Le deuxième facteur qui a précipité la chute de la banque régionale est la hausse accélérée des taux d'intérêt .En effet, les taux directeurs de la réserve fédérale sont passés de 0,25% à 4,375% courant 2022. Ces remontées durcissent les conditions de financement, en particulier pour les startups qui sont contraintes de puiser dans leurs dépôts, ce qui contraint la banque à « shorter » son portefeuille obligataire, qui naturellement s'est dévalorisé à cause de la hausse des taux. Rappelons que le prix d'une obligation est décroissant en fonction des taux d'intérêt dont une des composantes structurelles est le taux directeur.

Un bilan présentant des failles

Les emplois et les ressources de la SVB présentaient des anomalies ; d'une part, une forte densité des dépôts des banques de la Silicon Valley et, par conséquent, une absence de diversification au passif. D'autre part, en ce qui concerne les actifs, à fin 2022 la valorisation de plus de 70% de titres obligataires a lourdement chuté avec la hausse des taux.

L'absence de couverture relative à la hausse des taux en 2022 a engendré une perte de 1,8 milliard de dollars, faisant suite à la liquidation du portefeuille obligataire, en vue de financer les retraits massifs des startups.

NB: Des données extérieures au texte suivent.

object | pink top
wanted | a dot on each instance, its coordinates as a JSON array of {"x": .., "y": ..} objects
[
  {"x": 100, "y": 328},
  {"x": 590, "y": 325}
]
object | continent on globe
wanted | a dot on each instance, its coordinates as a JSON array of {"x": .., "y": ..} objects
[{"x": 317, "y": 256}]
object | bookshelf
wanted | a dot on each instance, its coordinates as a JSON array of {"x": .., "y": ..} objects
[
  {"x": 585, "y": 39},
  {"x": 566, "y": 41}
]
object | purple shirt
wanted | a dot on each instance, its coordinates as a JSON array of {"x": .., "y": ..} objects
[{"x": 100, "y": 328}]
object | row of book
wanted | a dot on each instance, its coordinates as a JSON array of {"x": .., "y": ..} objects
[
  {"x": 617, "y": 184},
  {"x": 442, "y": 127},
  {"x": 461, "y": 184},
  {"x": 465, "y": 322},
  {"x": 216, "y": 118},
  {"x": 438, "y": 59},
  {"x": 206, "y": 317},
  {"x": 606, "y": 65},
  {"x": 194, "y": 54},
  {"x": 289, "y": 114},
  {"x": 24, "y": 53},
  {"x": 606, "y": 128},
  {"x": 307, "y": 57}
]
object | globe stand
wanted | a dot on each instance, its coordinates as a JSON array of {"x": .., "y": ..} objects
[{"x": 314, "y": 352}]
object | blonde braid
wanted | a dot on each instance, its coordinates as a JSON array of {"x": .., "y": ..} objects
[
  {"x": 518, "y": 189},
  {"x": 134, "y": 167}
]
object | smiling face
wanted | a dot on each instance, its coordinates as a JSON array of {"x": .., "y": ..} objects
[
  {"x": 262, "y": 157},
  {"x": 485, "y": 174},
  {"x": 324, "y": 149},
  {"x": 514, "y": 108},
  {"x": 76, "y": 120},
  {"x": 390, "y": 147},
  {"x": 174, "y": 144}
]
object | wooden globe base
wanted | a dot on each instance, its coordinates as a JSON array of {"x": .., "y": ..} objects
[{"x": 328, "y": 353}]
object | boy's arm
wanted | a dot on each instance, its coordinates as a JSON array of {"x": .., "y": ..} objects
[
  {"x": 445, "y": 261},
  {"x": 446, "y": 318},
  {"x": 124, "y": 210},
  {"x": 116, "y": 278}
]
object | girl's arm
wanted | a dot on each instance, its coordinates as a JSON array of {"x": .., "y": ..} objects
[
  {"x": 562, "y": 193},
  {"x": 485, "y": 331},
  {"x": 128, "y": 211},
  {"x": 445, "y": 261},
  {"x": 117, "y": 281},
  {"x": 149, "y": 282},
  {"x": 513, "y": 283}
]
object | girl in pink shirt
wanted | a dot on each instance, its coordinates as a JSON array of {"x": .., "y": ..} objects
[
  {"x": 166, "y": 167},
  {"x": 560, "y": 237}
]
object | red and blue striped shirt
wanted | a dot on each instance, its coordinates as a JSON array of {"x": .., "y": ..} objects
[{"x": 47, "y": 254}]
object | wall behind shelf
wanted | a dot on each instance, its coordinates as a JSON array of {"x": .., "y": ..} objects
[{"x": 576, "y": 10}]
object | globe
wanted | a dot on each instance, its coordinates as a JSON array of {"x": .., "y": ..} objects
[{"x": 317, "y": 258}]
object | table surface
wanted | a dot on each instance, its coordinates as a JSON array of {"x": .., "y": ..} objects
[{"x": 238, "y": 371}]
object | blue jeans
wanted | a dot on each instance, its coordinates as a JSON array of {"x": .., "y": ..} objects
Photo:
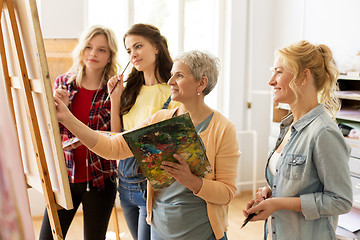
[
  {"x": 155, "y": 236},
  {"x": 133, "y": 204}
]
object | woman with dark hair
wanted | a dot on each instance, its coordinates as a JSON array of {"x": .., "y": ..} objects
[{"x": 145, "y": 93}]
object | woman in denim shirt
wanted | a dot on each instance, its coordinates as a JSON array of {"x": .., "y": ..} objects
[{"x": 307, "y": 171}]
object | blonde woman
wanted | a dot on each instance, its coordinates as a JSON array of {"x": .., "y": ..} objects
[
  {"x": 84, "y": 91},
  {"x": 192, "y": 207},
  {"x": 307, "y": 171},
  {"x": 145, "y": 93}
]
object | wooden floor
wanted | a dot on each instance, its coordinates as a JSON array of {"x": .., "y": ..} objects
[{"x": 252, "y": 231}]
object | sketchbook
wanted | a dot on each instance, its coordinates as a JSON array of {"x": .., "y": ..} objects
[
  {"x": 75, "y": 139},
  {"x": 158, "y": 142}
]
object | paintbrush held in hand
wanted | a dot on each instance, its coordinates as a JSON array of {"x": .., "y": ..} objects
[{"x": 117, "y": 82}]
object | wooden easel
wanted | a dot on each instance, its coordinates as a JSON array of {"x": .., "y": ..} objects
[{"x": 7, "y": 5}]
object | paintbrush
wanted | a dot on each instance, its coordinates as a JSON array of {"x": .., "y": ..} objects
[{"x": 117, "y": 82}]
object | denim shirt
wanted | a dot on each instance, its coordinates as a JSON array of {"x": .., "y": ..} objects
[{"x": 313, "y": 165}]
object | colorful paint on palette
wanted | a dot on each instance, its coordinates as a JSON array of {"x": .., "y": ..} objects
[{"x": 158, "y": 142}]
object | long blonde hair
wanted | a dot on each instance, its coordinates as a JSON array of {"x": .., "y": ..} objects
[
  {"x": 319, "y": 60},
  {"x": 77, "y": 70}
]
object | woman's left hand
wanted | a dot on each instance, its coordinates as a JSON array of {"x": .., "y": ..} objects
[{"x": 181, "y": 172}]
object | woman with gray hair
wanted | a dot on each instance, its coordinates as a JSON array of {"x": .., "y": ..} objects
[{"x": 192, "y": 207}]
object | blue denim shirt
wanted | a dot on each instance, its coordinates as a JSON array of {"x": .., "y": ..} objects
[{"x": 313, "y": 165}]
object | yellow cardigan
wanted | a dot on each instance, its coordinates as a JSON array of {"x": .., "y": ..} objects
[{"x": 222, "y": 150}]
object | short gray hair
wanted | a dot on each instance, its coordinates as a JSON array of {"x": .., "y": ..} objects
[{"x": 202, "y": 64}]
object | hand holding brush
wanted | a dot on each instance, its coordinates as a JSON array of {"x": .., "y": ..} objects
[{"x": 119, "y": 79}]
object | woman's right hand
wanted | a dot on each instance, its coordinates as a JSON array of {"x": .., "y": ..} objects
[
  {"x": 263, "y": 193},
  {"x": 116, "y": 93},
  {"x": 63, "y": 95}
]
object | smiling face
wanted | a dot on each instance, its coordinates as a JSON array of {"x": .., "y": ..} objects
[
  {"x": 280, "y": 81},
  {"x": 142, "y": 52},
  {"x": 183, "y": 85},
  {"x": 96, "y": 53}
]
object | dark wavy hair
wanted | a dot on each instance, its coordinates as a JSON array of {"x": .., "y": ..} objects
[{"x": 162, "y": 70}]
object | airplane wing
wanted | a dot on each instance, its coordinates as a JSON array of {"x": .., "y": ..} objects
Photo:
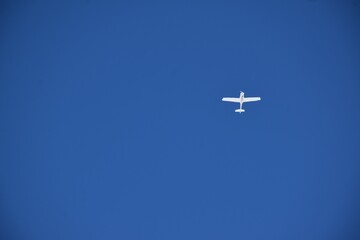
[
  {"x": 252, "y": 99},
  {"x": 231, "y": 99}
]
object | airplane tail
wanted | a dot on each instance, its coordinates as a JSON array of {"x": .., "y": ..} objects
[{"x": 240, "y": 110}]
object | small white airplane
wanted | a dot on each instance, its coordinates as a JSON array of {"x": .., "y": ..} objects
[{"x": 241, "y": 100}]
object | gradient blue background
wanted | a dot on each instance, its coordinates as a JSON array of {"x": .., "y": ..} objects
[{"x": 112, "y": 125}]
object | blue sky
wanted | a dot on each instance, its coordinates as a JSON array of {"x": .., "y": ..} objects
[{"x": 112, "y": 125}]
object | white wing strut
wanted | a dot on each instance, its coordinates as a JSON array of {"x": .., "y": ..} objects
[{"x": 231, "y": 99}]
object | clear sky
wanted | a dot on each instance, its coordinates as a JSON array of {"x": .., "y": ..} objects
[{"x": 112, "y": 125}]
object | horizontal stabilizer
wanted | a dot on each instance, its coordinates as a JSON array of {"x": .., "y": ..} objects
[{"x": 252, "y": 99}]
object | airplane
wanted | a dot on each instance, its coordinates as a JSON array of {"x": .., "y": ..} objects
[{"x": 242, "y": 99}]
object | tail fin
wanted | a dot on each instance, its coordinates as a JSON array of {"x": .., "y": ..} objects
[{"x": 240, "y": 110}]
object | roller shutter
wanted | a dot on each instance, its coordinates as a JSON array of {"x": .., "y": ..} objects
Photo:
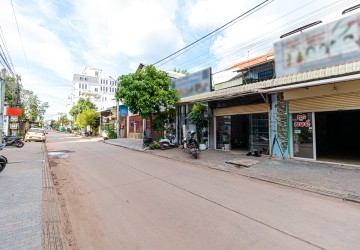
[
  {"x": 344, "y": 101},
  {"x": 246, "y": 109}
]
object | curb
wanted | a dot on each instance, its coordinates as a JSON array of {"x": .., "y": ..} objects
[
  {"x": 52, "y": 236},
  {"x": 287, "y": 183}
]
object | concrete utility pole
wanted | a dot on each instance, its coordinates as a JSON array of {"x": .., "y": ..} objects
[
  {"x": 117, "y": 125},
  {"x": 2, "y": 97}
]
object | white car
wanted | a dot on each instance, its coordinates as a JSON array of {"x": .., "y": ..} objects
[{"x": 35, "y": 134}]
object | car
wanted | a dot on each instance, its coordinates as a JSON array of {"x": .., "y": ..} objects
[{"x": 35, "y": 134}]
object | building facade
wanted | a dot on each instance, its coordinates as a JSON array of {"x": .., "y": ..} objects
[{"x": 93, "y": 84}]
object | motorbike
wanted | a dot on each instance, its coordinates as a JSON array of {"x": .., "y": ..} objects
[
  {"x": 191, "y": 146},
  {"x": 147, "y": 141},
  {"x": 168, "y": 142},
  {"x": 15, "y": 141},
  {"x": 3, "y": 159}
]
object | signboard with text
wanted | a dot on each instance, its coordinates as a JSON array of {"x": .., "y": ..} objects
[
  {"x": 193, "y": 84},
  {"x": 337, "y": 42}
]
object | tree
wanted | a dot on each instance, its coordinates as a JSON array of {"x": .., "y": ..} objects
[
  {"x": 82, "y": 105},
  {"x": 64, "y": 120},
  {"x": 197, "y": 117},
  {"x": 87, "y": 117},
  {"x": 32, "y": 106},
  {"x": 147, "y": 92},
  {"x": 12, "y": 91}
]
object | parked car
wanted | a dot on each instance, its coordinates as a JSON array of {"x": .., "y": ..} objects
[{"x": 35, "y": 134}]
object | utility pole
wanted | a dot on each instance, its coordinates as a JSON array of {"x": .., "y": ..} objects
[
  {"x": 117, "y": 125},
  {"x": 2, "y": 96}
]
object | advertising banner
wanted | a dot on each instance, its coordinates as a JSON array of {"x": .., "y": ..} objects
[
  {"x": 193, "y": 84},
  {"x": 337, "y": 42}
]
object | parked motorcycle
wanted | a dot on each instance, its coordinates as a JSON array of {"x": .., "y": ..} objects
[
  {"x": 191, "y": 146},
  {"x": 168, "y": 142},
  {"x": 146, "y": 141},
  {"x": 3, "y": 159},
  {"x": 15, "y": 141}
]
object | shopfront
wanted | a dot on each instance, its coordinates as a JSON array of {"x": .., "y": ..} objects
[
  {"x": 325, "y": 121},
  {"x": 242, "y": 127}
]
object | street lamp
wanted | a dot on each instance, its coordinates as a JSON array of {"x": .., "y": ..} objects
[{"x": 117, "y": 111}]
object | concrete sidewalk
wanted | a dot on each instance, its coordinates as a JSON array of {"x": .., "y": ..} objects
[
  {"x": 328, "y": 179},
  {"x": 29, "y": 217}
]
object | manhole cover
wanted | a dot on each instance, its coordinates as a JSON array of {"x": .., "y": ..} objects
[{"x": 60, "y": 154}]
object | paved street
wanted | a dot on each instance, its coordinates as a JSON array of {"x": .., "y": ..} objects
[
  {"x": 121, "y": 198},
  {"x": 21, "y": 198},
  {"x": 335, "y": 180}
]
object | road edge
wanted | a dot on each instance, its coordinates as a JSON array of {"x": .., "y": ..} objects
[{"x": 286, "y": 183}]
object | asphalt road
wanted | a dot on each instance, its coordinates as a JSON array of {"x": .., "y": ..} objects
[{"x": 117, "y": 198}]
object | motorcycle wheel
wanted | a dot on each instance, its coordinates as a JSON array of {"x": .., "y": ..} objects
[{"x": 2, "y": 163}]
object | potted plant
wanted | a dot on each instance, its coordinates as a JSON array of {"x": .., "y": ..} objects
[{"x": 197, "y": 117}]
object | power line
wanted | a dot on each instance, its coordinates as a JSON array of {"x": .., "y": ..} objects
[
  {"x": 245, "y": 13},
  {"x": 249, "y": 45},
  {"x": 6, "y": 48},
  {"x": 22, "y": 45}
]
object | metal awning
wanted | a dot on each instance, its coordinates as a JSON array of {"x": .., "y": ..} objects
[{"x": 311, "y": 84}]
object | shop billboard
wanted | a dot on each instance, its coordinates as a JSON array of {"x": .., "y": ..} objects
[
  {"x": 193, "y": 84},
  {"x": 335, "y": 43}
]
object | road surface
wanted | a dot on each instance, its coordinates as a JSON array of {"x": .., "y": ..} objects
[{"x": 118, "y": 198}]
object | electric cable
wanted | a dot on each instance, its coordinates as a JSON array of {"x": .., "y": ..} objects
[
  {"x": 322, "y": 11},
  {"x": 211, "y": 32}
]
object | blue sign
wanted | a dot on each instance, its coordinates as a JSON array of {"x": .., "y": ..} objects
[{"x": 124, "y": 111}]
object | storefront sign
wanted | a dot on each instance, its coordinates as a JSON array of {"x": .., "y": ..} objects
[
  {"x": 124, "y": 111},
  {"x": 193, "y": 84},
  {"x": 13, "y": 111},
  {"x": 302, "y": 121},
  {"x": 324, "y": 46}
]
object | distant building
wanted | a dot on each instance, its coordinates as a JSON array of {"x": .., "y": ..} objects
[{"x": 92, "y": 84}]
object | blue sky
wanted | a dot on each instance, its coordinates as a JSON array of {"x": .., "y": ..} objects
[{"x": 61, "y": 38}]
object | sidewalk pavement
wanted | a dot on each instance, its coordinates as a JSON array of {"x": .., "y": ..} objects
[
  {"x": 328, "y": 179},
  {"x": 26, "y": 195}
]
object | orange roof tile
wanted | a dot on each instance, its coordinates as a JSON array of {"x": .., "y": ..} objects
[{"x": 253, "y": 61}]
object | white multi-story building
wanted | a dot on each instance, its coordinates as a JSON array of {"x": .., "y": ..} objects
[{"x": 91, "y": 84}]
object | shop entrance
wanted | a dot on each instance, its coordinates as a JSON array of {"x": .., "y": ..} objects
[
  {"x": 248, "y": 132},
  {"x": 338, "y": 136}
]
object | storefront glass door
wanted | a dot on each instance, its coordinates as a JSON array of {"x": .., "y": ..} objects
[
  {"x": 303, "y": 135},
  {"x": 223, "y": 132}
]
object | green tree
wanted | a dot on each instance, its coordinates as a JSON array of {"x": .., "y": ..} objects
[
  {"x": 197, "y": 117},
  {"x": 81, "y": 106},
  {"x": 147, "y": 92},
  {"x": 64, "y": 120},
  {"x": 12, "y": 91},
  {"x": 87, "y": 117},
  {"x": 33, "y": 109}
]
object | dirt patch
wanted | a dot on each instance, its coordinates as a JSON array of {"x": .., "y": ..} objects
[{"x": 69, "y": 236}]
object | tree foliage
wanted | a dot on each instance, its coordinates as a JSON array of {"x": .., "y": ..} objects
[
  {"x": 32, "y": 106},
  {"x": 147, "y": 92},
  {"x": 197, "y": 117},
  {"x": 81, "y": 106}
]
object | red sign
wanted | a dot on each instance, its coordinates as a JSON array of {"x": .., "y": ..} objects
[{"x": 12, "y": 111}]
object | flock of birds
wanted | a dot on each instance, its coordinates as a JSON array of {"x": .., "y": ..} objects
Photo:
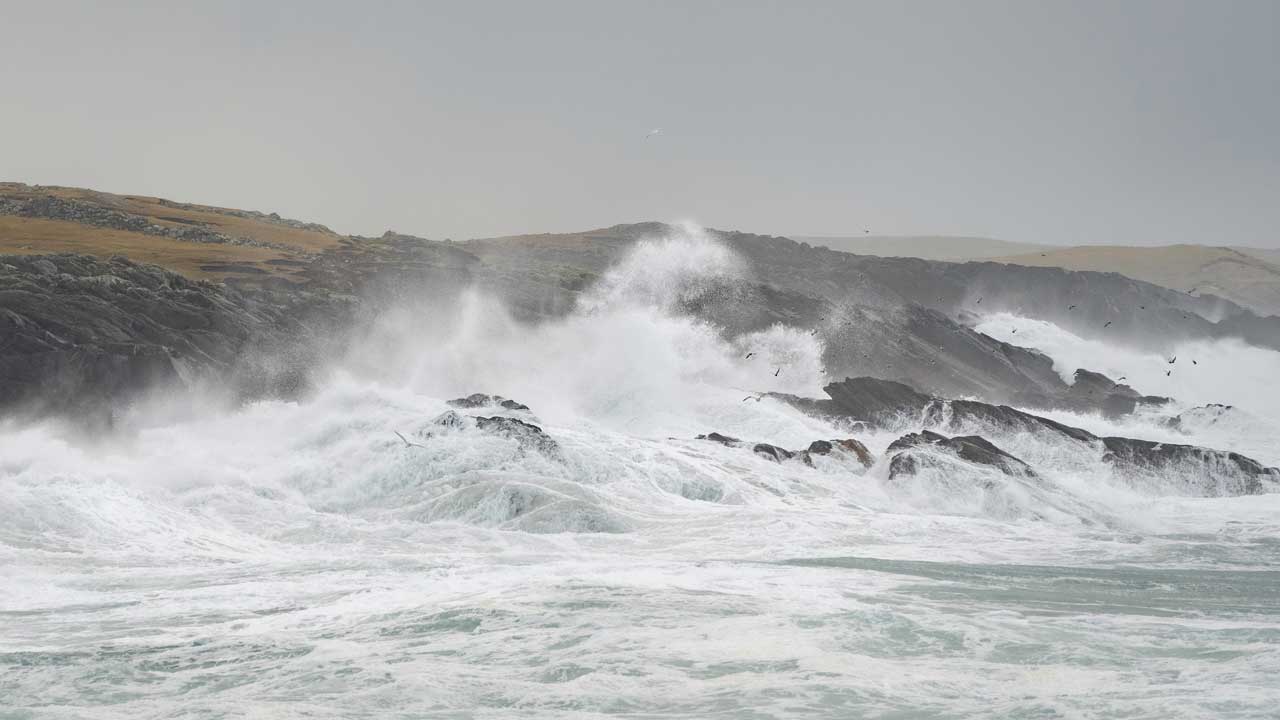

Par conséquent, l'absence à la fois de diversification au niveau des emplois et des ressources, et d'une couverture du risque de taux de la SVB, a été critique pour la jeune banque américaine, fondée en 1983, qui aura donc vécu 40 ans.

 Défaut de régulation

La réglementation américaine a été assouplie en 2019, sous l'ère Trump. Sur le volet risque de liquidité, une gestion adaptée est mise en place, en fonction d'abord du montant global des actifs ; les banques dites « non systémiques », et dont les actifs n'excèdent pas 250 milliards de dollars, ne sont plus obligées de publier deux indicateurs fondamentaux en risques de liquidité (« Leverage coverage ratio » et « Net Stable Funding Ratio ») si leur niveau de refinancement de marché moyens au cours des 4 derniers trimestres est en deçà de 50 milliards de dollars.

La SVB est passée entre les mailles du filet et n'est pas assujettie au « LCR » car, à fin 2022, ses actifs sont valorisés à 211 milliards de dollars et son niveau de refinancement de marché moyen à court terme vaut 13,5 milliards de dollars.

On rappelle que le « LCR », issu de la réglementation bâloise (Bâle III) est le rapport des actifs liquides (dénommés HQLA) aux sorties nettes de trésorerie à horizon 1 mois. Initiée en 2013, l'exigence minimale pour cet indicateur est de 100% à compter du 1er janvier 2019. Le LCR moyen des banques françaises à fin 2022 dépasse largement (précisément de 64%) l'exigence minimale requise.

Le NSFR est un ratio dont l'horizon temporel est un peu plus large, s'étalant sur une durée d'une année.

En résumé, on peut donc affirmer que la faillite de la 16e banque américaine provient d'un contexte macroéconomique relativement défavorable, d'un bilan présentant des failles aux emplois et aux ressources, et d'une négligence de la gestion du risque de taux et de liquidité, ce dernier assoupli par le régulateur national.

Pourquoi l'effet contagion n'a pas eu lieu

L'effet contagion n'a pas eu lieu, car d'une part la SVB a un bilan très concentré, et d'autre part le régulateur européen reste conforme aux exigences bâloises, il n'y a pas eu d'assouplissements réglementaires locaux relatifs à la gestion du risque de liquidité, un risque auquel les banques européennes semblent être résilientes.

La SVB n'est pas une banque systémique, ce qui était le cas de Lehman Brothers au moment de son défaut au quatrième 2008.